Sometimes movies look so much better on paper and storyboards rather than on an actual reel of film. Such is the case with Shoot ‘Em Up. It is every writer’s wet dream, a movie light on plot, dialogue and substance; heavy on nonstop action, including incredible gun and knife fights, car chases, aerial battles and scenes of excruciating pain (also known as torture). I can only imagine the smile on the face of writer/director Michael Davis as he penned this. I can also imagine the frowns of everyone during post production when they saw the final product.

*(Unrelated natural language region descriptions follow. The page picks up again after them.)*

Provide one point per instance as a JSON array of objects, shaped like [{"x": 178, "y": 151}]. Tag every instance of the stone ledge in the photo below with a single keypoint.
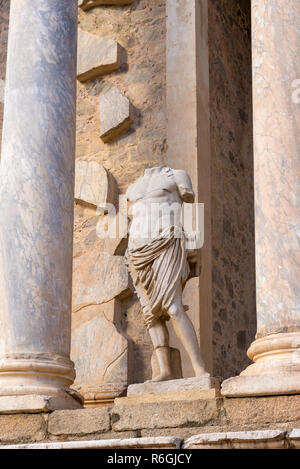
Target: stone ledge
[
  {"x": 261, "y": 439},
  {"x": 83, "y": 421},
  {"x": 265, "y": 439},
  {"x": 189, "y": 395},
  {"x": 130, "y": 443},
  {"x": 191, "y": 412},
  {"x": 182, "y": 415},
  {"x": 176, "y": 385}
]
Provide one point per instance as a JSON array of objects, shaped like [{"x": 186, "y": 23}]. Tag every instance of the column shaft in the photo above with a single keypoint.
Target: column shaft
[
  {"x": 276, "y": 65},
  {"x": 36, "y": 200}
]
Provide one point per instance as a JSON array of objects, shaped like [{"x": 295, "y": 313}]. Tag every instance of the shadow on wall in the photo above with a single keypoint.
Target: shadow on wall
[{"x": 234, "y": 308}]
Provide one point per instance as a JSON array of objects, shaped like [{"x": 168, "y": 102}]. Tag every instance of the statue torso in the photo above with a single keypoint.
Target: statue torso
[{"x": 155, "y": 205}]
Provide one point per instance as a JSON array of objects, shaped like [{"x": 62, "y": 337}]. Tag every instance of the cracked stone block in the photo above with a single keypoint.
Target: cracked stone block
[
  {"x": 92, "y": 184},
  {"x": 96, "y": 56},
  {"x": 87, "y": 4},
  {"x": 115, "y": 114},
  {"x": 98, "y": 278},
  {"x": 100, "y": 353}
]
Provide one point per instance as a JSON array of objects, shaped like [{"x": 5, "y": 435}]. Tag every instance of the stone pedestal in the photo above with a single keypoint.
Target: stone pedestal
[
  {"x": 176, "y": 385},
  {"x": 36, "y": 207},
  {"x": 276, "y": 352}
]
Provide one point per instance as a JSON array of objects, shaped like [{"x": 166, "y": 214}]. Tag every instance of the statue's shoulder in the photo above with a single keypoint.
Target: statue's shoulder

Clive Owen is Mr. Smith, a guy very similar in nature to his previous role of Dwight McCarthy in Sin City. He’s a loner with a shitload of guns and the keen ability to use them, and he has a soft spot in his heart for prostitutes (don’t we all?). It’s a good thing too because he’s got himself and his hooker girlfriend Donna (Monica Bellucci) in a middle of a very bad situation. By saving a newborn baby (named Oliver) from execution, they’re now the number one enemy of Hertz (Paul Giamatti), a middle manager hustler-type with visions and talk of grandeur. Wave after wave of his henchmen hunt them until finally, Smith decides to bring the war to their doorstep, at which time what was already seen as over-the-top action, is taken 15 notches higher.
And that is what makes Shoot ‘Em Up a fun movie to watch. The action is simply a sight to see. I don’t recall seeing such outrageous gun fights and action scenes put to film before. The closest I’ve seen to this level was in the 2006 flick Crank. Any scene that could have a gun discharging or have blood being spilled, does. That includes sex scenes, sky diving scenes and a scene at a seemingly serene playground. There are no preconceived notions that there is an actual story to tell – it is all about balls-to-the-wall energy.
But alas, that is also the failure of the movie. There is no real story to tell. Instead of a movie with a plot interlaced with action sequences and moments of high intensity, Shoot ‘Em Up mixes in moments of drama and story to break up the excessiveness of the film. Unto itself it is an interesting concept, but those moments of plot spinning are gratingly painful to watch. Clive Owen does a terrible job carrying the weight of this film. His delivery is forced and artificial. His cocky, witty one liners flat-line the moment they escape his lips. Paul Giamatti is so annoying that I was praying for his death. As for Monica Bellucci, she looks rotten. Her close-ups reveal blotches and anomalies I’d rather have not seen. And since when did she decide to not get naked for her art? She’s certainly not an accomplished enough actress to not be exploited in films like this.
The only way I can recommend this movie to you to watch, would be if you told me that you were in the mood to be mindlessly entertained by a violent movie that does not, in any way shape or form, pretend to be a good movie. If, on the other hand, you’re even remotely looking for a film that makes sense on some level (no matter how miniscule it is), Shoot ‘Em Up is not for you.